Carmichael peered at his gauges. “Did I do that? I guess I did that, didn’t I?”

“You’re not okay, are you?”

“I forgot to dump, I guess. No, I didn’t forget. I just didn’t bother. I didn’t feel like doing it.”

“Mike, come on out of that plane.”

“I didn’t feel like doing it,” Carmichael said again. “Why the hell bother? This crazy city—there’s nothing left in it that I would want to save, anyway.” His control deserted him at last, and rage swept through him like fire racing up the slopes of a dry canyon. He understood what she was doing, and he respected it, but he didn’t have to like it. He didn’t like it at all. He had lost Cindy, and he felt somehow that he had lost his war with Los Angeles as well. “Fuck it,” he said. “Let it burn. This crazy city. I always hated it. It deserves what it gets. The only reason I stayed here was for her. She was all that mattered. But she’s going away, now. Let the fucking place burn.”

The dispatcher gaped at him in amazement. “Mike—”

Carmichael moved his head slowly from side to side as though trying to shake a monstrous headache from it. Then he frowned. “No, that’s wrong,” he said. “You’ve got to do the job anyway, right? No matter how you feel. You have to put the fires out. You have to save what you can. Listen, Tim, I’m going to fly one last load today, you hear? And then I’ll go home and get some sleep.

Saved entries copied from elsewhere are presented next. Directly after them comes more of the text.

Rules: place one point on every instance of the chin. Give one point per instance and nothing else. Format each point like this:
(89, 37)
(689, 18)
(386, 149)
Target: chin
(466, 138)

Okay? Okay?” He had the plane in motion, going down the short runway. Dimly he realized that he had not requested clearance. A little Cessna spotter plane moved desperately out of his way, and then he was aloft. The sky was black and red. The fire was completely uncontained now, and maybe uncontainable. But you had to keep trying, he thought. You had to save what you could. He gunned and went forward, flying calmly into the inferno in the foothills, until the wild thermals caught his wings from below and lifted him and tossed him like a toy skimming over the top, and sent him hurtling toward the waiting hills to the north.

Thus saith the Lord; Behold, I will raise up against Babylon, and against them that dwell in the midst of them that rise up against me, a destroying wind;

And will send unto Babylon fanners, that shall fan her, and shall empty her land: for in the day of trouble they shall be against her round about.